Note: It is the normal traffic which loops around, not the protocol traffic generated by batman-adv. Unsurprisingly, bridge loops are not unique to batman-adv mesh networks but have been around for quite a while. While this document discusses bridge loops in conjunction with batman-adv in great detail it might be helpful to have some background knowledge regarding bridge loops.

Where does the loop come from ?

To better understand what creates the loop it is helpful to focus on a sample topology. The simplest case involves only 2 nodes that are connected via wifi and (Ethernet) LAN at the same time.

Here, the wifi interfaces (W1 & W2) have a decent link quality and the LAN interfaces (L1 & L2) are bridged with the batX interface. Let's assume a simple ARP broadcast from the LAN arrives at node1 which then floods the mesh with that new packet. Node2 receives the packet via the mesh and forwards it to the LAN where node1 receives it ...

If there wasn't the LAN connection this would not happen because batman-adv provides a flood/loop protection inside the batman header for every payload packet traveling through the mesh but as soon as the packet gets bridged this information is stripped from the packet. Every batman-adv node connected to the LAN will think: Hey, it is a new packet!

How to avoid the loop ?

A common solution to avoid bridge loops is to deploy protocols like STP or one of its derivatives. STP would detect the loop and close ports to avoid it. Running STP over the mesh is not really what we want as STP has no clue about the link qualities and who wants to run a spanning tree over lossy links ?

Batman-adv needs its own mechanism to detect other batman nodes connected to the same LAN (these nodes will be called ''backbone nodes''), and avoid loops. Backbone nodes send special packets to find out about other nodes in the LAN - the backbone nodes can then maintain a list of other backbone nodes within the LAN. If they get a (broadcast) packet via the mesh originated by another backbone node, they drop it - no need to re-inject a packet from the LAN.

Furthermore, the backbone node ''claim'' clients from other nodes of the mesh network. The idea is that only the one backbone gateway who claimed the client should forward packets from the mesh into the LAN. Also other backbone gateways receiving packets via the LAN from the claimed client will not send it back into the mesh - to avoid loops - as they know another gateway got the packet from the mesh.
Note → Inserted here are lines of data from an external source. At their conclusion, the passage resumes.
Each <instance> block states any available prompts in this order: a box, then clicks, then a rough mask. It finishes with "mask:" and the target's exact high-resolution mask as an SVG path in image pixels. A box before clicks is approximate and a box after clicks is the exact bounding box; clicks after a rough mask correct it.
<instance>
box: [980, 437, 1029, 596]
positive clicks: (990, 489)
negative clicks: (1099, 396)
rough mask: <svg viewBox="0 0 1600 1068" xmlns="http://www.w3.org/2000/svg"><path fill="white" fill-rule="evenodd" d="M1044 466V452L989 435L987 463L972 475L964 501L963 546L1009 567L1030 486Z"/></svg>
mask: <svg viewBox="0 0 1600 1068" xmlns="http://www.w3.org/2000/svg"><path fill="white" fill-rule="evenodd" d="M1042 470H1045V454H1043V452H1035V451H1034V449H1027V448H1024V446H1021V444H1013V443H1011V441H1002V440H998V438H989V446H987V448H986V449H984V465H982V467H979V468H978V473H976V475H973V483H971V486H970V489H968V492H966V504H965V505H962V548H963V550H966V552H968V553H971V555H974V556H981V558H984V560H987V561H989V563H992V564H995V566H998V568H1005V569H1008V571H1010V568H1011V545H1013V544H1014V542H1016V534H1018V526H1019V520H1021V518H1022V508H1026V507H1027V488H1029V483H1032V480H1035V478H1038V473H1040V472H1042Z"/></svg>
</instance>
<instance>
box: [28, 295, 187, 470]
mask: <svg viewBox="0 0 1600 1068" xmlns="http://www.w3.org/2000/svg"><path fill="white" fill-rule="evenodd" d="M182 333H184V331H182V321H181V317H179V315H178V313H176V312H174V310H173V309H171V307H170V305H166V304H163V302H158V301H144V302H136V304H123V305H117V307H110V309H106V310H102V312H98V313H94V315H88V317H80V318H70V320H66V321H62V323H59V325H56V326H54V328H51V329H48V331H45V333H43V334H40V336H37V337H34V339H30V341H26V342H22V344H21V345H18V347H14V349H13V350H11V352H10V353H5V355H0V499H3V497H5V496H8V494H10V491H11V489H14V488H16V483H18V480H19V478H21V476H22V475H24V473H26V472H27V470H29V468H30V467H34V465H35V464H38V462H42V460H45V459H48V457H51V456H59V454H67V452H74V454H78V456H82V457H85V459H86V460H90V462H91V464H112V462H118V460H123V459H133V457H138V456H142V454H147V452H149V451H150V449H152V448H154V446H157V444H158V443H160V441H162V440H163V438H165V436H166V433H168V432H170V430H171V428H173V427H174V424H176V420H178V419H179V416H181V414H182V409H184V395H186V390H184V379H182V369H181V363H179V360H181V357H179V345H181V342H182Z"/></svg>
More detailed information about the concept can be found on the wiki page Bridge-loop-avoidance-II.

How to activate the bridge loop avoidance ?

As the bridge loop avoidance feature sends some own frames (the claim frames, see Bridge-loop-avoidance-Protocol), it must be explicitly turned on. The feature is also a compile-time option, and might not be compiled in.

Simple steps to see it in action:
  • add your wifi interface
    batctl if add wlan0
  • create a bridge for bat0 and your lan
    ip link add name br-lan type bridge
    ip link set dev eth0 master br-lan
    ip link set dev bat0 master br-lan
    ip link set up dev br-lan
  • activate bridge loop avoidance
    batctl bl 1

Batman-adv can also deal with vlans on top of batX. The list of claimed clients is available as well (batctl cl).